Modo Donuts live up to expectations

May 20, 2019 — by Kaylene Morrison

Unique pon de ring style mochi doughnuts are better than traditional flour doughnuts

After visiting Tokyo and trying Mister Donut’s unique pon de ring style mochi doughnuts, Chris Watanabe, the second generation owner of Watanabe bakery in Honolulu, decided to develop his own recipe for mochi doughnuts. Ever since Watanabe added the coveted doughnuts to the bakery’s menu during the summer of 2017, demand has grown.

Watanabe bakery supplies doughnuts to its specialty shop MoDo Hawaii, which occasionally sets up a pop-up shop in the Mitsuwa Marketplace on Saratoga Ave.. From April 11 through May 5, MoDo Hawaii reopened its San Jose pop-up shop, and as usual, the pop-up shop was immensely popular.

The doughnuts’ unique textures, flavors and shape,  which can be compared to a bunch of doughnut holes glued together to form a ring, distinguishes them from any other kind of doughnut. Their texture and flavor comes from their abnormal ingredients, which include rice flour, and a machine molds the doughnuts into their unique pon de ring shape as they are pumped into hot oil.

After being told about MoDo, I decided to try their doughnuts for myself. One Monday after school, I drove to Mitsuwa thinking the line would be relatively short. When I got there, I quickly realized that I had assumed wrong.

It took me half an hour to get to the front of the line, and apparently that day the line was relatively short; there have been days where the line passed through the doors into Mitsuwa, curved around a corner, and took a total of five hours to get through.

That day, the shop was selling three flavors of doughnuts: blueberry, cookies and cream and honeydew sugar, which is  added to the doughnut by glaze. I bought two of each flavor for a total of $10, or around $1.60 per doughnut.
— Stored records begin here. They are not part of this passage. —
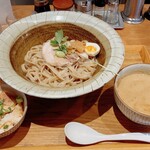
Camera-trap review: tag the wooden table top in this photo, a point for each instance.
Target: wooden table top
(43, 127)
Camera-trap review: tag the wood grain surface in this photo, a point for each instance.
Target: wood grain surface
(43, 127)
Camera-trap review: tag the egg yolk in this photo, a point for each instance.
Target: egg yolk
(90, 48)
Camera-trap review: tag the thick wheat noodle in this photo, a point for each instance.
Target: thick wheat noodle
(37, 70)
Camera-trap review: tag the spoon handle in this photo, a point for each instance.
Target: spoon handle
(144, 137)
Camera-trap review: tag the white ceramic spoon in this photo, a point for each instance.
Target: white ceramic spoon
(81, 134)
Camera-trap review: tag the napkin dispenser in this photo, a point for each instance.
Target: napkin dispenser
(133, 11)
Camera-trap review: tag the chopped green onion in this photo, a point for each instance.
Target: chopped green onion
(60, 54)
(5, 126)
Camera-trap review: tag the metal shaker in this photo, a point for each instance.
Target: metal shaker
(84, 6)
(133, 11)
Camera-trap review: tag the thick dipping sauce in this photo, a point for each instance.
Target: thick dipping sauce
(134, 90)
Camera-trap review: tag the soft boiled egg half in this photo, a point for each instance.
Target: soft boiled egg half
(92, 49)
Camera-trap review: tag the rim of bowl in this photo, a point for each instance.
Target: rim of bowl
(115, 87)
(114, 64)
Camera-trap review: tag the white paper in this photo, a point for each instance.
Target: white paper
(5, 10)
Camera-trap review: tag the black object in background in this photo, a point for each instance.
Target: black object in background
(99, 3)
(41, 5)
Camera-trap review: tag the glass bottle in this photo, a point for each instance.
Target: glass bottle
(99, 8)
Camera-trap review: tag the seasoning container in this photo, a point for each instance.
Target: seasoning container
(63, 5)
(112, 16)
(147, 14)
(133, 11)
(84, 6)
(99, 8)
(41, 6)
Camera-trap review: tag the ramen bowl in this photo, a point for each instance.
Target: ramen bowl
(131, 91)
(19, 37)
(17, 120)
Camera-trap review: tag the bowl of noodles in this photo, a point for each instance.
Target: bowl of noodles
(59, 54)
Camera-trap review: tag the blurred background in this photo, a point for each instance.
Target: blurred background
(29, 2)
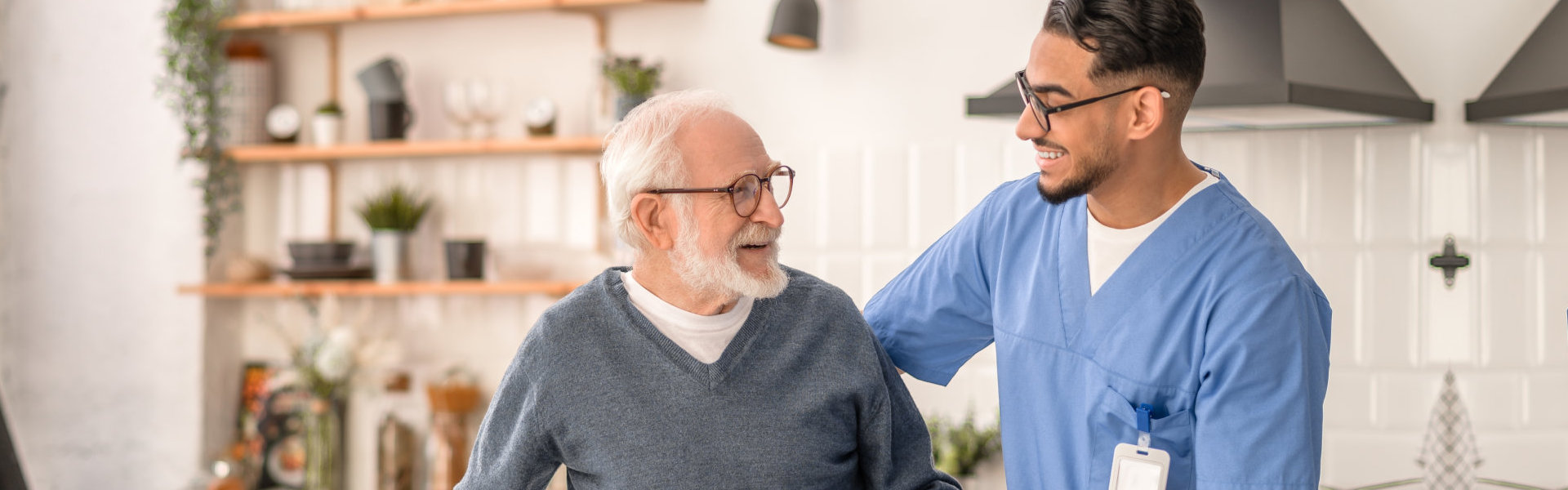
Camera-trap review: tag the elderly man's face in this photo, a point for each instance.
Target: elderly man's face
(724, 250)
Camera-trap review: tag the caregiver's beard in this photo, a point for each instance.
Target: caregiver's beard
(724, 275)
(1092, 168)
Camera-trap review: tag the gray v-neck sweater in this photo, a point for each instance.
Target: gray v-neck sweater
(804, 398)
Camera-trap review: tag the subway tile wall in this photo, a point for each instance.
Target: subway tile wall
(1363, 209)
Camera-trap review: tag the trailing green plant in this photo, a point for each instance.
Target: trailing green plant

Because I wanted to taste them while they were still warm, I sampled all three flavors in my car before driving home, and although I later drove home using only my palms, getting glaze all over my fingers was worth it. Each doughnut was crispy on the outside and soft and very chewy on the inside, which is a quality these doughnuts share with classic mochi dough.

The unique glazes were unlike any that I’d ever tasted on a doughnut; however, I noticed that the honeydew sugar tasted slightly strange. It reminded me a little bit of cough medicine.

Nevertheless, I can definitively say that I like these doughnuts better than the the classic wheat flour ones sold by Dunkin’ Donuts and Krispy Kreme and would recommend them to anyone. Just make sure to get there early once the next pop-up shop opens.